Illness reporting is the section most often underdeveloped, and most important to get right.

Each employee signs it at induction. That signature matters if something goes wrong later.

What's inside this template

Handwashing requirements

When handwashing is required — before starting, after raw food, after the toilet, after breaks — and how. Soap and water, minimum 20 seconds. Any site-specific additions like sanitiser gel at certain points.

Protective clothing and conduct rules

What to wear, when, and what's not allowed — jewellery, nail polish, false nails, hair coverings, footwear. Prohibited behaviours in food areas: eating, drinking, phone use. Written down, not assumed.
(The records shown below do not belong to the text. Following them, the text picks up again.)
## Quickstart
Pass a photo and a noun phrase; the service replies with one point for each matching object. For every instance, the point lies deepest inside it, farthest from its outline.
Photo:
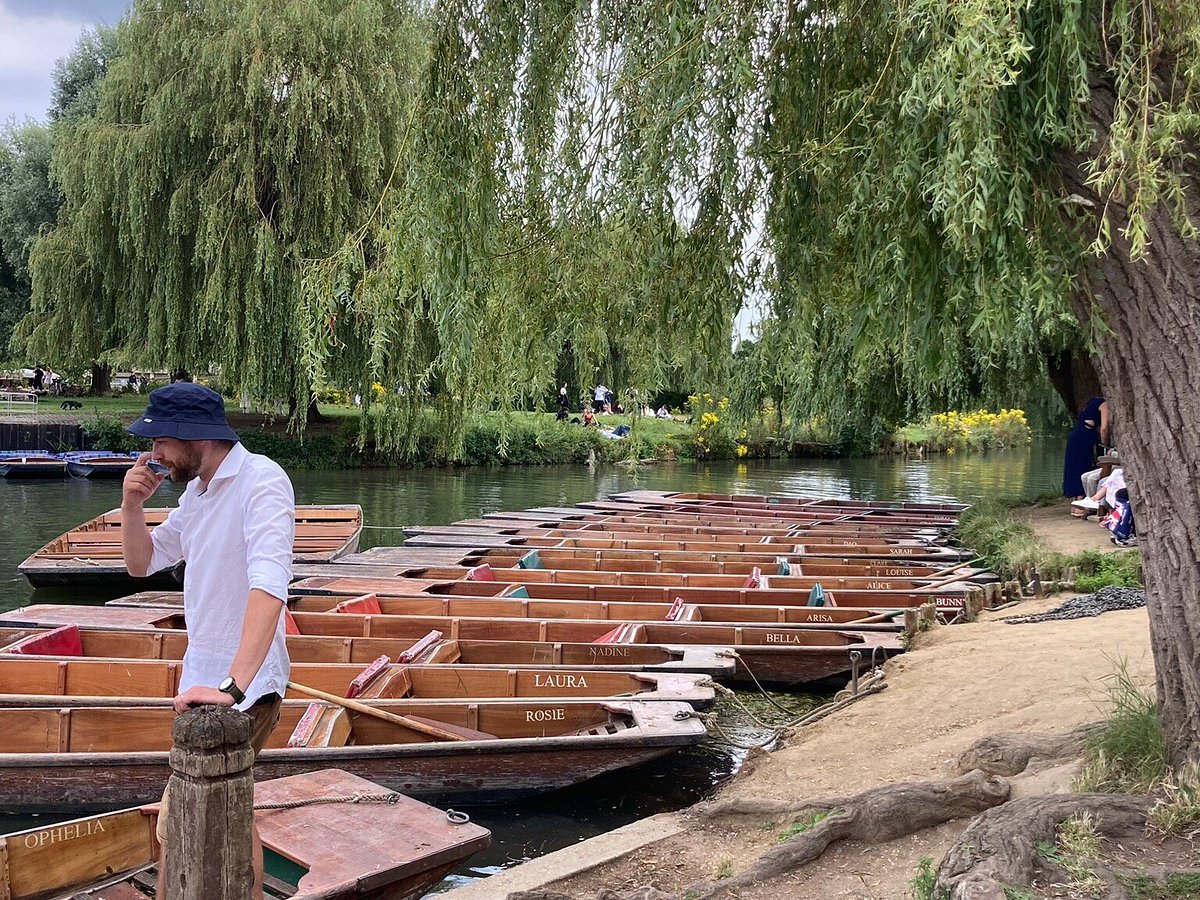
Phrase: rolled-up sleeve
(269, 531)
(167, 538)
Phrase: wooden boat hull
(90, 555)
(18, 468)
(120, 640)
(468, 772)
(814, 654)
(369, 851)
(45, 679)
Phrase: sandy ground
(1062, 533)
(960, 684)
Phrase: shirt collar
(232, 465)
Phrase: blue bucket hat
(184, 411)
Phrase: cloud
(34, 35)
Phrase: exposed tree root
(1000, 846)
(1012, 751)
(881, 814)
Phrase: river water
(33, 513)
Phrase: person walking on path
(1091, 427)
(234, 527)
(564, 405)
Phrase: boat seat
(61, 641)
(817, 595)
(364, 605)
(610, 636)
(424, 646)
(322, 725)
(367, 677)
(531, 561)
(481, 573)
(289, 623)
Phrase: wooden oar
(431, 730)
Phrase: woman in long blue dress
(1092, 426)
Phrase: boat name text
(64, 833)
(545, 715)
(559, 681)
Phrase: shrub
(107, 432)
(1128, 754)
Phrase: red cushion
(610, 636)
(365, 605)
(61, 641)
(420, 647)
(367, 676)
(481, 573)
(289, 623)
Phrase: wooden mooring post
(211, 807)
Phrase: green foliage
(923, 883)
(108, 432)
(1098, 570)
(1177, 811)
(232, 142)
(805, 825)
(1179, 886)
(1128, 754)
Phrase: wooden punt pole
(211, 808)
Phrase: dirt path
(960, 684)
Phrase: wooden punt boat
(91, 553)
(21, 465)
(624, 561)
(779, 653)
(683, 538)
(360, 851)
(871, 594)
(88, 757)
(311, 595)
(796, 516)
(31, 677)
(347, 580)
(779, 501)
(790, 531)
(99, 463)
(109, 640)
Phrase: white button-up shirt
(237, 535)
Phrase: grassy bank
(489, 439)
(1008, 546)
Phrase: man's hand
(201, 696)
(139, 483)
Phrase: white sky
(34, 35)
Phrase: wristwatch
(231, 687)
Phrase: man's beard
(187, 467)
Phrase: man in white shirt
(234, 528)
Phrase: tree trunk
(101, 378)
(1150, 367)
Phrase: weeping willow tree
(569, 183)
(933, 198)
(232, 142)
(959, 191)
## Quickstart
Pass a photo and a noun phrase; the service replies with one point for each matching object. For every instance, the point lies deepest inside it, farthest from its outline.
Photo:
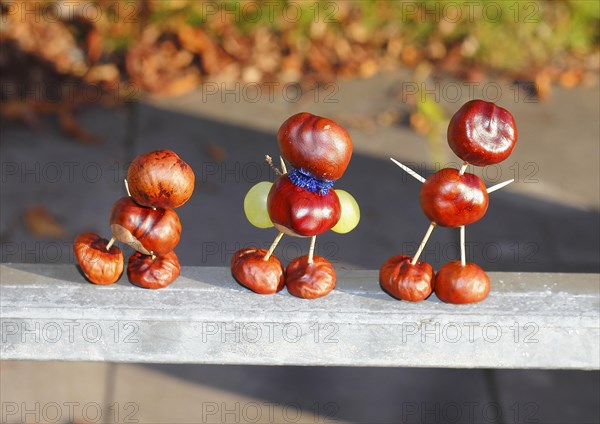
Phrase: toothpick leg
(423, 243)
(500, 185)
(463, 260)
(311, 249)
(273, 246)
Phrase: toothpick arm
(409, 171)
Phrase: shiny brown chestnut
(99, 264)
(153, 272)
(251, 270)
(310, 280)
(482, 133)
(299, 212)
(453, 200)
(318, 146)
(457, 283)
(160, 179)
(149, 231)
(403, 280)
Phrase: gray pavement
(547, 221)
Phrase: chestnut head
(160, 179)
(452, 200)
(482, 133)
(316, 145)
(99, 265)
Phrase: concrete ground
(546, 221)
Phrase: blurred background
(88, 85)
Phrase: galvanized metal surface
(49, 312)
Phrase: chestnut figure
(160, 179)
(316, 145)
(99, 265)
(299, 212)
(403, 280)
(251, 270)
(453, 200)
(310, 280)
(457, 283)
(153, 272)
(299, 203)
(482, 133)
(149, 231)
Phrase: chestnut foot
(153, 273)
(403, 280)
(455, 283)
(310, 281)
(251, 270)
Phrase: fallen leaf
(40, 222)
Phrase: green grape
(255, 205)
(350, 213)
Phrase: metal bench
(48, 312)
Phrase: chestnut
(149, 231)
(482, 133)
(310, 280)
(453, 200)
(316, 145)
(299, 212)
(403, 280)
(153, 272)
(160, 179)
(251, 270)
(457, 283)
(99, 263)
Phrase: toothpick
(311, 249)
(500, 185)
(283, 168)
(127, 187)
(423, 243)
(463, 260)
(269, 160)
(273, 246)
(408, 170)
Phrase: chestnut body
(310, 280)
(399, 278)
(251, 270)
(99, 265)
(160, 179)
(153, 273)
(299, 212)
(146, 230)
(453, 200)
(459, 284)
(482, 133)
(318, 146)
Illness and injury reporting procedure

Which symptoms require reporting and staying off — GI illness, vomiting, diarrhoea, skin infections. Who to report to, the exclusion period, and when return to work is permitted.
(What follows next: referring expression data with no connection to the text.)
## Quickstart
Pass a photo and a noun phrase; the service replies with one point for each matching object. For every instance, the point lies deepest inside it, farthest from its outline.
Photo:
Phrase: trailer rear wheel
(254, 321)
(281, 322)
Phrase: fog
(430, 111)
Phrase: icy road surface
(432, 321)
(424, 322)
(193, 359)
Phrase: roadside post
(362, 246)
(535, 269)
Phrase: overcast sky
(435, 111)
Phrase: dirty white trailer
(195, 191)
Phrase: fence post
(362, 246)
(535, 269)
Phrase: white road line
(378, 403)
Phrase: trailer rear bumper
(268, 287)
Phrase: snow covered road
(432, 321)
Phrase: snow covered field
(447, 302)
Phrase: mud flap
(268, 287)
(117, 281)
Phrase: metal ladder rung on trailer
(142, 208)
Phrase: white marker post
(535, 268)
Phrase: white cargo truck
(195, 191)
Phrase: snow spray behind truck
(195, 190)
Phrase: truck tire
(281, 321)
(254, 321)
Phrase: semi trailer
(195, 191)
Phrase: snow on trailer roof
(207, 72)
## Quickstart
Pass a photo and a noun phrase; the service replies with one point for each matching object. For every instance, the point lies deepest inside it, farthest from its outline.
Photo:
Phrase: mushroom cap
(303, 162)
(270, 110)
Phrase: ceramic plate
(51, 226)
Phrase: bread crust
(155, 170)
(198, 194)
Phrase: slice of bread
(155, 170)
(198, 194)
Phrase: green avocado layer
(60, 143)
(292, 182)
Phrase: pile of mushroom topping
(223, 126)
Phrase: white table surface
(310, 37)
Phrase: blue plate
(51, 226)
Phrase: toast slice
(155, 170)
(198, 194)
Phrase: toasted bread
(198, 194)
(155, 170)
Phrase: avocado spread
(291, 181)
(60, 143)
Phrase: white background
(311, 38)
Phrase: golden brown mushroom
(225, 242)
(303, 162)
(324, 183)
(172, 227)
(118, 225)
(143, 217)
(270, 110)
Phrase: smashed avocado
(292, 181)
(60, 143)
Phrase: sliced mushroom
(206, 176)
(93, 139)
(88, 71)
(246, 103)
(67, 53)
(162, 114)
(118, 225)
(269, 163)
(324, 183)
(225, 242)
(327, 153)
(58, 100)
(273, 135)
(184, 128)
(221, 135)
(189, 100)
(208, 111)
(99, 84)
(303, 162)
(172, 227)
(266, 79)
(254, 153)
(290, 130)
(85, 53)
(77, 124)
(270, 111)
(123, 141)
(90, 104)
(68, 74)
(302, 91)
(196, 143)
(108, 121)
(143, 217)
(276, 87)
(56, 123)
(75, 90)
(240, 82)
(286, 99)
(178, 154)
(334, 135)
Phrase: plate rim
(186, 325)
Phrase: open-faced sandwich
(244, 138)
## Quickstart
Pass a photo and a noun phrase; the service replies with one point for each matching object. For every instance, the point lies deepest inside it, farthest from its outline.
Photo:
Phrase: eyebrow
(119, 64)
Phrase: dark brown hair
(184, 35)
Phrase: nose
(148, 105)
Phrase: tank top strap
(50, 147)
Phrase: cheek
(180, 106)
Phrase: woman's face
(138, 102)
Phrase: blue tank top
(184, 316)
Employee acknowledgement section

A signature line at the bottom. Signed and dated by the employee at induction. This is what makes the policy enforceable rather than just advisory.
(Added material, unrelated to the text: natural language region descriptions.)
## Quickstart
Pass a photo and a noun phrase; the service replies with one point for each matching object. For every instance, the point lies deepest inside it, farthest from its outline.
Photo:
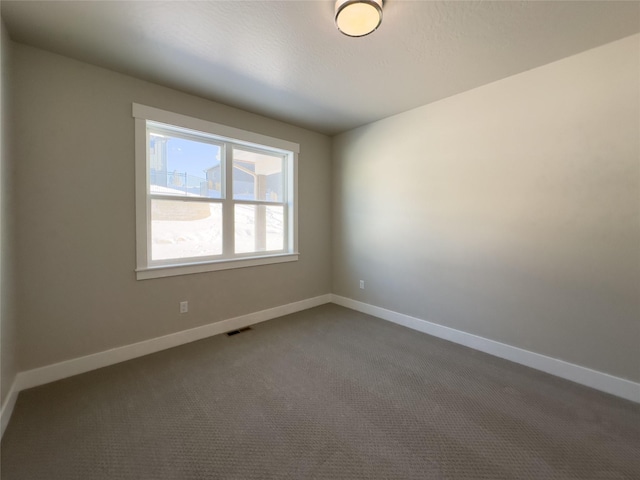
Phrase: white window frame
(215, 133)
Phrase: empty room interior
(279, 239)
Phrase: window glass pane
(178, 166)
(185, 229)
(259, 228)
(257, 176)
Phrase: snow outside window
(210, 197)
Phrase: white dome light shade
(358, 18)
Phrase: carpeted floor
(325, 393)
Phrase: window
(210, 197)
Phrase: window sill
(186, 269)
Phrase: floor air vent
(235, 332)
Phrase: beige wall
(77, 292)
(8, 318)
(511, 211)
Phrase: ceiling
(287, 60)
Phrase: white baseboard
(75, 366)
(604, 382)
(7, 407)
(50, 373)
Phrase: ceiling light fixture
(357, 18)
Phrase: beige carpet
(326, 393)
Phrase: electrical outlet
(184, 307)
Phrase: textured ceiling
(286, 59)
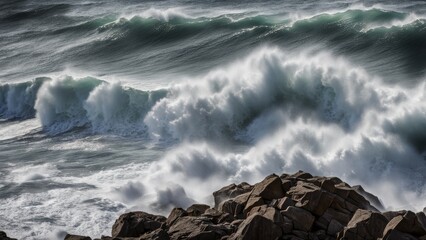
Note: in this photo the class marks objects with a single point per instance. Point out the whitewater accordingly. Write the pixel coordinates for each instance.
(110, 107)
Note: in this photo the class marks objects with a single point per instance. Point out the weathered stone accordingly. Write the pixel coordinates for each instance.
(311, 197)
(331, 213)
(175, 214)
(251, 203)
(374, 200)
(230, 191)
(302, 219)
(257, 227)
(408, 223)
(301, 175)
(3, 236)
(231, 207)
(282, 203)
(197, 209)
(391, 214)
(366, 225)
(397, 235)
(184, 226)
(301, 234)
(286, 185)
(134, 224)
(158, 234)
(287, 225)
(270, 188)
(75, 237)
(268, 212)
(334, 227)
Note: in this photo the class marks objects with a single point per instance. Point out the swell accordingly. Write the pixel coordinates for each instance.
(384, 42)
(67, 104)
Handwashing rules need to be specific to be useful

A policy that says 'wash hands regularly' is not a policy. The trigger points — before starting, after raw food, after the toilet, after touching the face, after any break — need to be listed. So does the method. Staff shouldn't be guessing what counts.

Protective clothing and site conduct

What to wear and when, rules around workwear outside the site, hair and beard coverings, footwear. Prohibited behaviours — eating, drinking, vaping, phone use in food areas — should be listed explicitly. If it isn't written down, it's hard to enforce consistently.

The illness section is the one that gets skipped

This is frequently the weakest part of the policy and the most important. It should name the symptoms that trigger exclusion, the exclusion period, who to report to, and what the return-to-work process looks like. For injuries, it should explain when wounds need to be covered and what covering is required — blue plasters in food handling areas, for instance. Getting this wrong has consequences.